Meccanismi metabolici del digiuno
Il glucosio è la fonte primaria di energia accessibile facilmente per tutti i tessuti del corpo umano; ma in assenza di glucosio Il nostro organismo può adattarsi passando al metabolismo dei grassi, senza effetti nocivi sulla salute. Dopo 48 ore di digiuno infatti la fonte di energia non è più il glucosio ma i grassi che attraverso la lipolisi rilasciano acidi grassi liberi: si formano così i corpi chetonici capaci di attraversare la barriera emato-encefalica, e che sono perciò utilizzabili come fonte energetica alternativa al glucosio anche dal cervello oltre che dal fegato e dai muscoli L’utilizzo dei corpi chetonici da parte del cervello e del corpo sembra essere quella preferita non solo nel digiuno ma anche nell’esercizio fisico prolungato.

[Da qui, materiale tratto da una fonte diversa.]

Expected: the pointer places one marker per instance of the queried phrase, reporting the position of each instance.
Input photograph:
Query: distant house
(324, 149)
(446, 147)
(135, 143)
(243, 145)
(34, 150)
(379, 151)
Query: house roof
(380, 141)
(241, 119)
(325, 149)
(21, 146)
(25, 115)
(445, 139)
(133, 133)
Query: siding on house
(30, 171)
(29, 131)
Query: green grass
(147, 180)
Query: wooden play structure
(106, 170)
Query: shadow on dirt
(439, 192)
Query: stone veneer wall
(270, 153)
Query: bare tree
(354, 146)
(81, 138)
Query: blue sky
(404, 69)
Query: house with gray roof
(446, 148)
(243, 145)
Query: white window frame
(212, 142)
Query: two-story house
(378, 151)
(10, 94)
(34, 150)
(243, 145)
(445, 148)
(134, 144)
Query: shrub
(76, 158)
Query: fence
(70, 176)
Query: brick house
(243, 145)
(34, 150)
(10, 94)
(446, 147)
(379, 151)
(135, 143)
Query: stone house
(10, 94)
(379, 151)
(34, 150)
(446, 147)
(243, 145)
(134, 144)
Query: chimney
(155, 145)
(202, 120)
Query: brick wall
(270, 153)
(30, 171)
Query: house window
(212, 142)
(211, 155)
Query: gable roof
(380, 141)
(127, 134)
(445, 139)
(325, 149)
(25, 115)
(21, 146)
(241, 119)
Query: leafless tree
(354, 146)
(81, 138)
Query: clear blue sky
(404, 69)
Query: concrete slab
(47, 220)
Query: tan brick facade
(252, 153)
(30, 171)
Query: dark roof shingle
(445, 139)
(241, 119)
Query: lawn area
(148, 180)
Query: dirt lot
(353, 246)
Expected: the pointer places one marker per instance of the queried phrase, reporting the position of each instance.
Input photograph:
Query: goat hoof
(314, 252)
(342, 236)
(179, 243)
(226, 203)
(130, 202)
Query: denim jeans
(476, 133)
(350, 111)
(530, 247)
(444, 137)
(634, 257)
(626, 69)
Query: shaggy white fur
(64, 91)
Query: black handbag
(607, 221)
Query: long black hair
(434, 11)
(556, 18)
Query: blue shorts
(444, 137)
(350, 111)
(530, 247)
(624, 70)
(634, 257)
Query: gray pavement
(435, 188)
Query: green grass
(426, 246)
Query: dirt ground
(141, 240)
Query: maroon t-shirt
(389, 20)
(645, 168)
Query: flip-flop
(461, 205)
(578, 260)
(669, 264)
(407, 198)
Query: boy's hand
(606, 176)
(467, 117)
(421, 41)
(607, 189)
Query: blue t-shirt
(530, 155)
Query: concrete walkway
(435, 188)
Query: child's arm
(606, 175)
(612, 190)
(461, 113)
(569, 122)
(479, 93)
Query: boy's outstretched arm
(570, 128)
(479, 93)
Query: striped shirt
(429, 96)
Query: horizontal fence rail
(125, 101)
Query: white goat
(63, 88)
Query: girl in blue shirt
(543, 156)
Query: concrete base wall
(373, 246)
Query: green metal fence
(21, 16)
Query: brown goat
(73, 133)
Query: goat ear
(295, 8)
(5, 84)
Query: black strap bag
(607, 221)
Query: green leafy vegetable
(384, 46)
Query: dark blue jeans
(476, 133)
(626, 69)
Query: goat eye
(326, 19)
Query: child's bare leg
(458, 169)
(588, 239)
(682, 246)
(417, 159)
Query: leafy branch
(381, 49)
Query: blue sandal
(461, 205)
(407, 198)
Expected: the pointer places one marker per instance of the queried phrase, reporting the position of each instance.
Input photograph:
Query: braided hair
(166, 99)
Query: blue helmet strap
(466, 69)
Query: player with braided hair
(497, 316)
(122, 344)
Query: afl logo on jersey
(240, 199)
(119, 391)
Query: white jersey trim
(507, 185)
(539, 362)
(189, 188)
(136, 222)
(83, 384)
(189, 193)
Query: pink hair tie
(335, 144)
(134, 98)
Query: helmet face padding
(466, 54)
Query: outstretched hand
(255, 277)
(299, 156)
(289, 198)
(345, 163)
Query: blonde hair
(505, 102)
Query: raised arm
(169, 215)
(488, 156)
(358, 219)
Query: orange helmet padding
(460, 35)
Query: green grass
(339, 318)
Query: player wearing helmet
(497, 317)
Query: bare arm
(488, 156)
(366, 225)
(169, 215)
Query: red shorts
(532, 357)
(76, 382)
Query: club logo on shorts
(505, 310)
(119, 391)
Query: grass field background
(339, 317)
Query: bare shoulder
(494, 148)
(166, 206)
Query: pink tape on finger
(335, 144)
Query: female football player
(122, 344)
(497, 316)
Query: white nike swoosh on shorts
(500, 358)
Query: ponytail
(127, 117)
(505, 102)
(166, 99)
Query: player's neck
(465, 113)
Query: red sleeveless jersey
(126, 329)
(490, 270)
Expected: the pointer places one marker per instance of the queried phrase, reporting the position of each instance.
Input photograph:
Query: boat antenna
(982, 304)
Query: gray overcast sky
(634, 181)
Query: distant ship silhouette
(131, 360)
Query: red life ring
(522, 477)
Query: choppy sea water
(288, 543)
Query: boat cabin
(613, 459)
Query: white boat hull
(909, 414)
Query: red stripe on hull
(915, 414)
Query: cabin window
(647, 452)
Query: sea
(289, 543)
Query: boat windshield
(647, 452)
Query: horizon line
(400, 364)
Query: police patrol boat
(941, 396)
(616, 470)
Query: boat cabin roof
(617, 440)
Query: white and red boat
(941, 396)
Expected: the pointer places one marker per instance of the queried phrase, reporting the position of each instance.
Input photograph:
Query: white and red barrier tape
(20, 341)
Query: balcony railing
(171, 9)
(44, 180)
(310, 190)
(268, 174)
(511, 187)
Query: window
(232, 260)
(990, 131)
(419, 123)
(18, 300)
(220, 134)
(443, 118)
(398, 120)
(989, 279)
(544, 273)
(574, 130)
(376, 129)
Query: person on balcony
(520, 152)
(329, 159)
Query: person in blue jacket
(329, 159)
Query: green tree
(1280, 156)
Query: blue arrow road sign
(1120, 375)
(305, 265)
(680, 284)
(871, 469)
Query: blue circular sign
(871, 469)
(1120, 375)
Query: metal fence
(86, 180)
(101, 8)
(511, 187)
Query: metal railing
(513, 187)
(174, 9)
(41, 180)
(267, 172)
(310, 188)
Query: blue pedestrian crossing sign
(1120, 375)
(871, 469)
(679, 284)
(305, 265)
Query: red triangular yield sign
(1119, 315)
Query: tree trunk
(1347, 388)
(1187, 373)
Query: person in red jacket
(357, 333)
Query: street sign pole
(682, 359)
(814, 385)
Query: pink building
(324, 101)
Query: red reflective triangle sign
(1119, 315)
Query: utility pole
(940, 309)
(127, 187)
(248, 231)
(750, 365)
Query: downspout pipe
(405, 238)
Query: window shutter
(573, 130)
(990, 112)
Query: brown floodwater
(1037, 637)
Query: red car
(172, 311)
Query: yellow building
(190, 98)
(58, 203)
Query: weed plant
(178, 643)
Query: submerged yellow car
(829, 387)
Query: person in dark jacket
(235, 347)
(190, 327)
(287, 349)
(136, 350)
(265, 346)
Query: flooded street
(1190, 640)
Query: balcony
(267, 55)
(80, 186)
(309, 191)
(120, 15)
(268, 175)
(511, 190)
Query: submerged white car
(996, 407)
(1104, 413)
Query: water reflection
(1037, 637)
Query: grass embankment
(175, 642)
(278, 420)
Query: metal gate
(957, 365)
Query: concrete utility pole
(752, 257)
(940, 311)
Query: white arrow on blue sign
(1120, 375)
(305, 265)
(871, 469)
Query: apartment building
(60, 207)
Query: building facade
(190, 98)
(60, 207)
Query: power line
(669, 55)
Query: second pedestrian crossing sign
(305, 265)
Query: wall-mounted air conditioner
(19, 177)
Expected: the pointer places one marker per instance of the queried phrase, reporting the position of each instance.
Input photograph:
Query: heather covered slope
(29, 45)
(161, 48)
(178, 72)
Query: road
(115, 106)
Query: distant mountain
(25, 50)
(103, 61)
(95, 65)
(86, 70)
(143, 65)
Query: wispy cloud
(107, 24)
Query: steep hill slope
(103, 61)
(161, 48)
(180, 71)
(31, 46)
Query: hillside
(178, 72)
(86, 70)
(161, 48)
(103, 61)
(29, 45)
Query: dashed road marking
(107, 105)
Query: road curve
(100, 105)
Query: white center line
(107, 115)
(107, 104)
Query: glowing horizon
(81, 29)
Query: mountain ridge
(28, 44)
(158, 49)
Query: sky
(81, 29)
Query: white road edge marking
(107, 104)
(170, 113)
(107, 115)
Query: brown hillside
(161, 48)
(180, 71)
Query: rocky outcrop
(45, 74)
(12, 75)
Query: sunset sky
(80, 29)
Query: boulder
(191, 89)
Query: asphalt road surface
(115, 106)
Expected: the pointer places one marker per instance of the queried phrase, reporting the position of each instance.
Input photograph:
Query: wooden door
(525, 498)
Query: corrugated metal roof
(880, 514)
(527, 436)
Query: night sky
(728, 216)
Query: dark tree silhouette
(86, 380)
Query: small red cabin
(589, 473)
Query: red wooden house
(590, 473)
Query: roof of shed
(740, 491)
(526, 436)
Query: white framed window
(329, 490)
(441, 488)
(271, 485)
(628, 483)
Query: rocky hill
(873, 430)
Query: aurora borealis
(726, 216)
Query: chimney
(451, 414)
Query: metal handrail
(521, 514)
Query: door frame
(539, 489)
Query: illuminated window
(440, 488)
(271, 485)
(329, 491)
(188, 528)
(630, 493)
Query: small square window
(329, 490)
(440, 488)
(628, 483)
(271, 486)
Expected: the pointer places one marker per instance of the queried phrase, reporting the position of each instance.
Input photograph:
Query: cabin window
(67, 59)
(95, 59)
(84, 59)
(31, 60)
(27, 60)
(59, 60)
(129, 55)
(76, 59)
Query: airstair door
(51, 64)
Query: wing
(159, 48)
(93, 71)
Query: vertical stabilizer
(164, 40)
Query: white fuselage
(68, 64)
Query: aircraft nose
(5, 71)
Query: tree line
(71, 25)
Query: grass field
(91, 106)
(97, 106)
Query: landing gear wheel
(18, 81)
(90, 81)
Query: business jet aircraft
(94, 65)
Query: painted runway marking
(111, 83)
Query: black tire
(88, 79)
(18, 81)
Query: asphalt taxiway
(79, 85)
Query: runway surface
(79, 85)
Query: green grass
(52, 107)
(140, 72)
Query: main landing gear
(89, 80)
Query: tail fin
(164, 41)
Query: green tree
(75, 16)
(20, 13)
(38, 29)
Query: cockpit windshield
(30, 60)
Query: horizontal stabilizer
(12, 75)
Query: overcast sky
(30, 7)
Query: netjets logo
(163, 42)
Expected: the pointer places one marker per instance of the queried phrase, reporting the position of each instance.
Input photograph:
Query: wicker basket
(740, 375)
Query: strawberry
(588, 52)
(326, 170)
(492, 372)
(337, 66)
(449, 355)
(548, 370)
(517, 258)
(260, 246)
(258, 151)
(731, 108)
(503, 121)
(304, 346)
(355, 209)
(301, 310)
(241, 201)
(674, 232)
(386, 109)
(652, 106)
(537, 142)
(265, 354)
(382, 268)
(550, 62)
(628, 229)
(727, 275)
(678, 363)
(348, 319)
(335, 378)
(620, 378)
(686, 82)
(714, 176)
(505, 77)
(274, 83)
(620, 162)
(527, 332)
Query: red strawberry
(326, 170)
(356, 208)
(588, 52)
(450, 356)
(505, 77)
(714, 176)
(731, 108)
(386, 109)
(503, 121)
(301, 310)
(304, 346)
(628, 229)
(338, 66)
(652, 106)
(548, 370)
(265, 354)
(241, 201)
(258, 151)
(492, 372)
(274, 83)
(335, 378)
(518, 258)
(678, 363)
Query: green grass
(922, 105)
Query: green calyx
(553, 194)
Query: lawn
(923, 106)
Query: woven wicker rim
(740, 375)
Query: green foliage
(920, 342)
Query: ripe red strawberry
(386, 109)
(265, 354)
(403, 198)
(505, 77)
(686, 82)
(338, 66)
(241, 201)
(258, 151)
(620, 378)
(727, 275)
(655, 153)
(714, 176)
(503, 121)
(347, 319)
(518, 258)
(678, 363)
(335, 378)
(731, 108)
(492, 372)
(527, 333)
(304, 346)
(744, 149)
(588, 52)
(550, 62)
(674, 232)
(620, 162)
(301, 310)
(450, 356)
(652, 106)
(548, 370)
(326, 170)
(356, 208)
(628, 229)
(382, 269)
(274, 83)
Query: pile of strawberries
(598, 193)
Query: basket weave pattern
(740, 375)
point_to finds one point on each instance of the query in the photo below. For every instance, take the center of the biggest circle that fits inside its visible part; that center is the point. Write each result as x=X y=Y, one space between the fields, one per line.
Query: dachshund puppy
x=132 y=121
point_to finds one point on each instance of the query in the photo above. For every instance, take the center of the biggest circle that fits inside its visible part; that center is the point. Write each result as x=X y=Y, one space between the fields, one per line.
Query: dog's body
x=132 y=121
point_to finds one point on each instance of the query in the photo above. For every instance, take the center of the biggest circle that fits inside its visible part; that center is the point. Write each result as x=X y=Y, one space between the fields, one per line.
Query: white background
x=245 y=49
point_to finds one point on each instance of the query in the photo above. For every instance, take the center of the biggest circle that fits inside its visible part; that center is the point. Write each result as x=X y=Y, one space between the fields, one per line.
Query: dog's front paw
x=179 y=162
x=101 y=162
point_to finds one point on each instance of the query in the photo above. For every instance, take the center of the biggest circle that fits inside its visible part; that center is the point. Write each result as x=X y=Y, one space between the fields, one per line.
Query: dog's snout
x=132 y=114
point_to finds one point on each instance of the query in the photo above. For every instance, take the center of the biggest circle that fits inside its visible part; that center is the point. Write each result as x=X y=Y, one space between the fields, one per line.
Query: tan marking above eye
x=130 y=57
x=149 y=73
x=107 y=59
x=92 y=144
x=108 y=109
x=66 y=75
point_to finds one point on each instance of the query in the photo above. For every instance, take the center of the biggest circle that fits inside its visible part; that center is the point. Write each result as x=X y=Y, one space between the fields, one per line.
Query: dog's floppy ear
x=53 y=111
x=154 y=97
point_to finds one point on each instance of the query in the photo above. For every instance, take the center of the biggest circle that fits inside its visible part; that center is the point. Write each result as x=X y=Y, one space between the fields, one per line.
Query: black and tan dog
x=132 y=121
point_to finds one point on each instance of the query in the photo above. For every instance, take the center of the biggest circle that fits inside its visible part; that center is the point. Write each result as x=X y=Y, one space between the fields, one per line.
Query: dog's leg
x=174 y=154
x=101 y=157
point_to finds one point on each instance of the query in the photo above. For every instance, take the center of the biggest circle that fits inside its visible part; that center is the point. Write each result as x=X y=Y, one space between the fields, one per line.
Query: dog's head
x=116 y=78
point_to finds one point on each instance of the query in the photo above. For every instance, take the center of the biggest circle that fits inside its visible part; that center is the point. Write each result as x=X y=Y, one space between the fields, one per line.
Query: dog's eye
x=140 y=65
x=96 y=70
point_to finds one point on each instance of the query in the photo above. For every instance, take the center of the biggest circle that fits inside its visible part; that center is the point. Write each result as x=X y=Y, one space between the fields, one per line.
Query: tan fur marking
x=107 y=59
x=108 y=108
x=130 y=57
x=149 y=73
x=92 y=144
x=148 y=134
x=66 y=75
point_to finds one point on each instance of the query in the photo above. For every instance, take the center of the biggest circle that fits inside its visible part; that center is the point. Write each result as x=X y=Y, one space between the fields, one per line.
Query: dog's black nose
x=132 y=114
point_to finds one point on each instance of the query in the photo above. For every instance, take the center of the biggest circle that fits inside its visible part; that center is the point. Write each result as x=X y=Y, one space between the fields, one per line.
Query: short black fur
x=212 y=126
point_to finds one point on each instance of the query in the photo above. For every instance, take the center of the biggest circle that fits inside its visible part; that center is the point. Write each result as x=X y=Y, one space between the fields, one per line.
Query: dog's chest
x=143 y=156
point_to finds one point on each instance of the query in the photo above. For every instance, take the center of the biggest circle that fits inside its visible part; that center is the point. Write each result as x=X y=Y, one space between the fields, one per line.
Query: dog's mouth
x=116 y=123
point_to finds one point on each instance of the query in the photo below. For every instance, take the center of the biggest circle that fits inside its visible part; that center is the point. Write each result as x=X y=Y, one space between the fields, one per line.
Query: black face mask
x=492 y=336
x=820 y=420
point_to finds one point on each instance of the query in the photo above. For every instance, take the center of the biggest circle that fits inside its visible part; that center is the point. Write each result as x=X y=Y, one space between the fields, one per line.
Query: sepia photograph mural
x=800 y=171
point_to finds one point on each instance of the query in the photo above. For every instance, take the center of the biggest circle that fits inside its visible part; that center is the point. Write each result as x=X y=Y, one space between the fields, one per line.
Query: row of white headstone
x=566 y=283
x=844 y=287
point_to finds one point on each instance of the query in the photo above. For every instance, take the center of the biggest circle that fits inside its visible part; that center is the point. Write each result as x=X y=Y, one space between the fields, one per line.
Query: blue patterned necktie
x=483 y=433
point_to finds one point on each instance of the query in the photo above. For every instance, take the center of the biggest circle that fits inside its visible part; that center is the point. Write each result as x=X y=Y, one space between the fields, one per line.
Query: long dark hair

Si passa dallo stoccaggio dei grassi alla loro mobilizzazione in acidi grassi liberi e corpi chetonici. In questo modo il muscolo viene preservato.
Effetti del digiuno intermittente
Uno degli immediati benefici del digiuno intermittente è la riduzione del peso dal 2 al 9%, con rilevante diminuzione della massa grassa e un impatto trascurabile o molto ridotto sulla massa magra. Questo lo rende un approccio alimentare molto utilizzato tra sportivi e bodybuilders che vogliano aumentare la definizione muscolare senza sacrificare la muscolatura.
Gli studi, tutti su modelli animali, dimostrano che il digiuno intermittente senza riduzione complessiva dell’apporto calorico,possa avere un effetto protettivo nei confronti di tutta una serie di danni legati all’invecchiamento, tanto da arrivare ad aumentare la durata della vita in soggetti di specie diversa, con riduzione dei livelli ematici di glucosio e d’ insulina. Inoltre la riduzione dello stress ossidativo e del danno a carico del DNA in diverse aree cerebrali, potrebbe essere utilizzato per contrastare l’infiammazione anche in malattie neurodegenerative come ad esempio il morbo di Alzheimer. Infine il digiuno intermittente migliora in maniera sensibile il profilo lipidico del sangue con riduzione dei trigliceridi del colesterolo LDL e aumento di quello HDL e conseguente riduzione delle malattie cardiovascolari
Sebbene ancora non esistano studi specifici sull’uomo i dati i raccolti inducono a ritenere che il digiuno intermittente possa influenzare alcune patologie tumorali. Sul modello animale è stata dimostrata infatti una minor incidenza di certi tipi di tumore, e una significativa riduzione della velocità di proliferazione di alcuni tipi di cellule maligne
Le controindicazioni
E’ importante però sottolineare che non tutti possono praticare il digiuno intermittente Si tratta di protocolli che devono essere affrontati sotto la guida di un professionista per non creare carenze nutrizionali e squilibri elettrolitici.
Il digiuno intermittente è assolutamente controindicato durante la gravidanza e l’allattamento, in soggetti con problemi tiroidei, in soggetti con diabete di tipo I o di tipo II trattati con insulina e altri farmaci e in tutti i soggetti che soffrano di disturbi delcomportamento alimentare.
E' uno strumento con molte potenzialità, ma sicuramente non è la panacea per ogni male, e sono necessari ulteriori studi prima di poter indicare con sicurezza l’utilizzo ai fini preventivi e terapeutici.